Current RAM drive implementation:

  • uses expanded memory that starts in bank 1
  • uses tracks with 128 sectors each
  • DeskTop ignores track&sector information for disk directory so track 18 (directory) is mapped to track 1
  • Limited to 256K (Atari 320K), can be quite easily updated to 1024K if reusing 1581 drive code for BAM (block allocation map)

Printer drivers

There are none, they will have to be ported. See Disk Drive section for notes about ROM code use for SIO.

Time and date

There is no CIA time-of-day (TOD) clock, timekeeping is done by counting vertical blank interrupts. During banked operations a short interrupt routine is called that doesn't advance seconds.

TOD clock from CIA#1 is emulated by converting current time into BCD and storing it back into $DC08-$DC0A (as if it came from CIA chip), where DeskTop reads it directly.

There is no support for an alarm clock. It's tied to CIA TOD clock hardware feature. The system doesn't provide any function to set the alarm (it's done in hardware by a Desk Accessory) you can only choose if/how it should react to the alarm.
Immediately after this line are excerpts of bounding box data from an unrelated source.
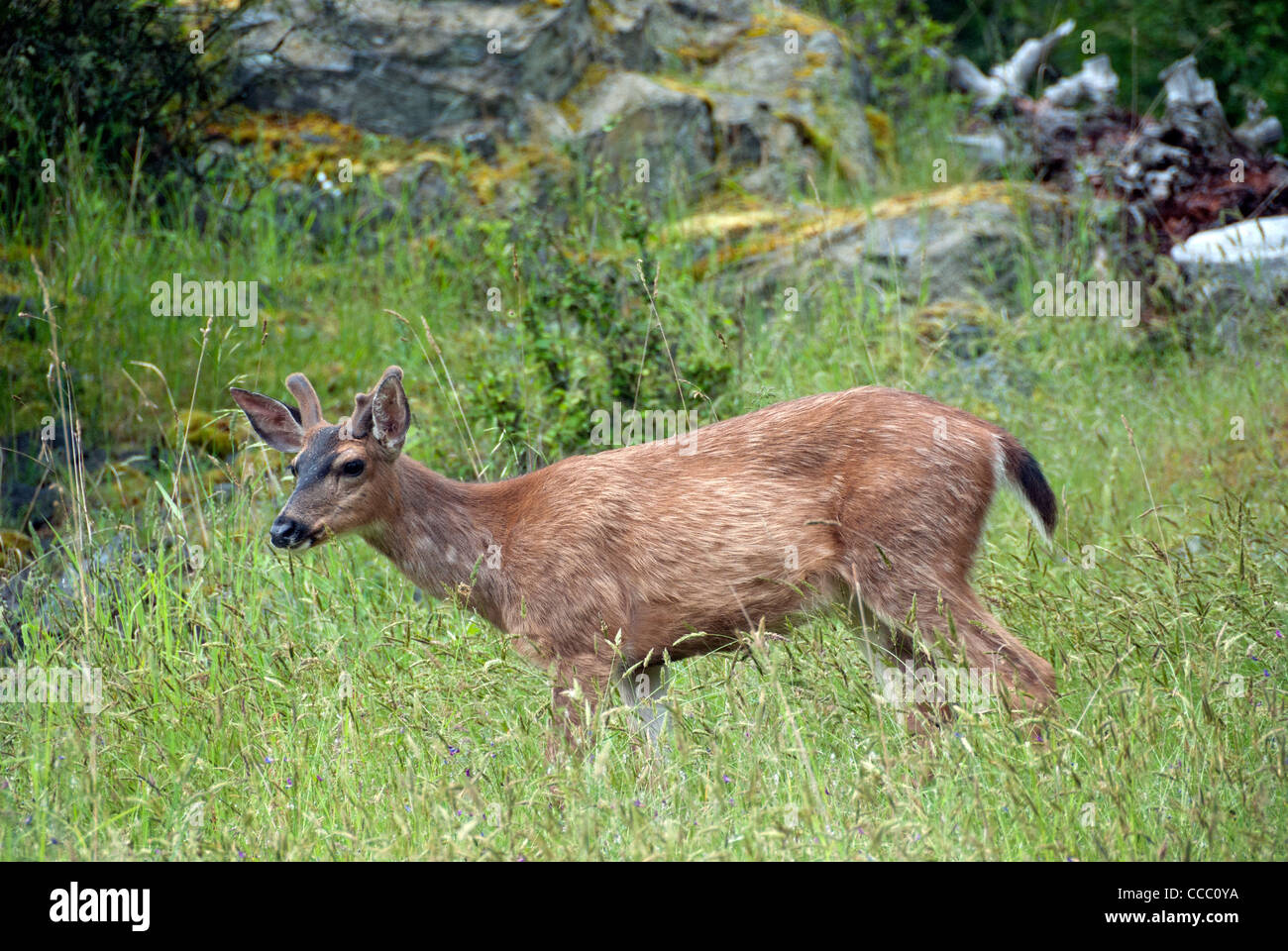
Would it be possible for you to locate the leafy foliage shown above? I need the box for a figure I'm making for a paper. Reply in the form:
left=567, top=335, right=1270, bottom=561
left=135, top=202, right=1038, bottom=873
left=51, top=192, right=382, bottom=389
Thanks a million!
left=0, top=0, right=241, bottom=218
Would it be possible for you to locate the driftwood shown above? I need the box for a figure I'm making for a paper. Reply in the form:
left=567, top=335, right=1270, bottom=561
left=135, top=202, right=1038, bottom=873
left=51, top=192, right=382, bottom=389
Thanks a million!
left=948, top=21, right=1288, bottom=250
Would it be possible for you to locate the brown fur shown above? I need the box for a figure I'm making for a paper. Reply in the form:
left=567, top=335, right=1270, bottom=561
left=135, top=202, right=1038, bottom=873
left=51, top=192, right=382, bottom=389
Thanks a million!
left=235, top=368, right=1055, bottom=742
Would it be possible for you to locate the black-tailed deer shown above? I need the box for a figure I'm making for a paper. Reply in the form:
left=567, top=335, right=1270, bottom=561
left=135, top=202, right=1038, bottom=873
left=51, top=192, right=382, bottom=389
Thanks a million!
left=232, top=366, right=1056, bottom=737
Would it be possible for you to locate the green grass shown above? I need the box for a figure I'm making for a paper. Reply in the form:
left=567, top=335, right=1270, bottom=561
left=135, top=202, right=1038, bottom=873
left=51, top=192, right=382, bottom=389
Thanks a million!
left=0, top=107, right=1288, bottom=860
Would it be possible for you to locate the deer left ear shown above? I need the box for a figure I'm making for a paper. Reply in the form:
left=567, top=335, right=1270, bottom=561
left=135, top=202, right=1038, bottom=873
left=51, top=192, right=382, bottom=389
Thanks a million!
left=228, top=386, right=304, bottom=453
left=371, top=366, right=411, bottom=456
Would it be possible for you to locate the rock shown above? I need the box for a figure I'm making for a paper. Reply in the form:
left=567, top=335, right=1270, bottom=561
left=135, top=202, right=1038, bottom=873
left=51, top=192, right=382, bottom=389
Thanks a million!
left=226, top=0, right=876, bottom=202
left=678, top=183, right=1059, bottom=313
left=1158, top=56, right=1232, bottom=161
left=237, top=0, right=592, bottom=139
left=566, top=72, right=715, bottom=192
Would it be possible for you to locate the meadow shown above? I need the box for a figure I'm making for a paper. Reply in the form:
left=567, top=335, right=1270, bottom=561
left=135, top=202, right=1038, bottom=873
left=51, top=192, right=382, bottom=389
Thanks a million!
left=0, top=88, right=1288, bottom=861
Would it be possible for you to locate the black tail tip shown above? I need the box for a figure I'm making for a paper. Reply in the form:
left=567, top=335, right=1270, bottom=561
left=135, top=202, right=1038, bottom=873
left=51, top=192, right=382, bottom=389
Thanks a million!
left=1012, top=450, right=1057, bottom=536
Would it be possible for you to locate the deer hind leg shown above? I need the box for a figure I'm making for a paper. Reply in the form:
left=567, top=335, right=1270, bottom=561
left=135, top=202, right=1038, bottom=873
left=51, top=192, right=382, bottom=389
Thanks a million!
left=855, top=570, right=1056, bottom=711
left=617, top=654, right=670, bottom=746
left=546, top=655, right=612, bottom=759
left=846, top=582, right=952, bottom=733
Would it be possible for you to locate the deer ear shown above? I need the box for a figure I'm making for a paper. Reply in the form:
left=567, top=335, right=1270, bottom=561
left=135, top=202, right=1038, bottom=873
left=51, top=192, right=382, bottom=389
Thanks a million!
left=371, top=366, right=411, bottom=456
left=228, top=386, right=304, bottom=453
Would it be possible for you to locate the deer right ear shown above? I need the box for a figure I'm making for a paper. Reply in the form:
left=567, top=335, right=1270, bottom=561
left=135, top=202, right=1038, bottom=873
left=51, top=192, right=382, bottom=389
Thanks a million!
left=228, top=386, right=304, bottom=453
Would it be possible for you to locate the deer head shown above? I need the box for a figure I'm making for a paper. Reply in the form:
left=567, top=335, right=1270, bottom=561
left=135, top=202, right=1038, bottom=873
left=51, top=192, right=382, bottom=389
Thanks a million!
left=229, top=366, right=411, bottom=550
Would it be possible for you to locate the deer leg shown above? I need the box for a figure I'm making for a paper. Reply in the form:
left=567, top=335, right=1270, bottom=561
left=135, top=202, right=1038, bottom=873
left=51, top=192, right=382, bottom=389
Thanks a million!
left=846, top=585, right=952, bottom=733
left=546, top=655, right=612, bottom=759
left=617, top=664, right=670, bottom=746
left=862, top=575, right=1055, bottom=710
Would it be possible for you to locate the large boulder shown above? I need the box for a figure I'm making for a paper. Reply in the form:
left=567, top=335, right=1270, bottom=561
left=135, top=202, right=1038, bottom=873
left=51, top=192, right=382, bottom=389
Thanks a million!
left=229, top=0, right=876, bottom=197
left=231, top=0, right=592, bottom=138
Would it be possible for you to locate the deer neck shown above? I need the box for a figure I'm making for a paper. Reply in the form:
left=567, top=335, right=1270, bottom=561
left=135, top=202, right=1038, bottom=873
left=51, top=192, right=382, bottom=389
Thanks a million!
left=362, top=456, right=506, bottom=626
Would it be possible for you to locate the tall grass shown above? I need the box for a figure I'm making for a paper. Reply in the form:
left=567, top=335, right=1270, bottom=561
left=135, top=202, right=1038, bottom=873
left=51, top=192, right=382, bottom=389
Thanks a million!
left=0, top=97, right=1288, bottom=860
There is no POKEY replacement code for playing sound chimes.

There is no PAL/NTSC detection yet, the system is assumed to be PAL.

Building the system

A github workflow is setup in Actions, you can find latest binaries attached to CI workflow run results.

If you want to build the system on your own it's best to use Linux or WSL for that.

Install sed, Python 3 and cc65 suite and then:

  • if you like, run Makefile from cc65/apps (this will build filesel.cvt - tiny application launcher for DeskTop replacement among others)
  • put the CVT files that you want to have in the system into ramdisk/cvt-128k/ or ramdisk/cvt-320k
  • run top-level Makefile to assemble the system and link it into XEX file

By default Makefile will produce a file for a 128K system (130XE). For more, pass SYSTEM=atari320 option:

make SYSTEM=atari320

The result is in build/<atari system>/GEOS<atari system>.XEX file, ready to be used with an emulator.

I am abusing GCC preprocessor to add conditionals to ld65 configuration files and expand environment variables inside one of the ca65 sources. Perhaps this should be rewritten to use proper macro expansion language, like m4.

There is another program in tools directory, that analyses resulting build/<atari system>/kernal/kernal.map file from pass 1 and uses optimizer to put GEOS Kernal code into all available gaps as neatly as possible, so that as much as possible remaining area stays just under $FE80 (input driver) address.

GeoWrite can be rebuilt by checking out atari branch and issuing make followed by make cvt.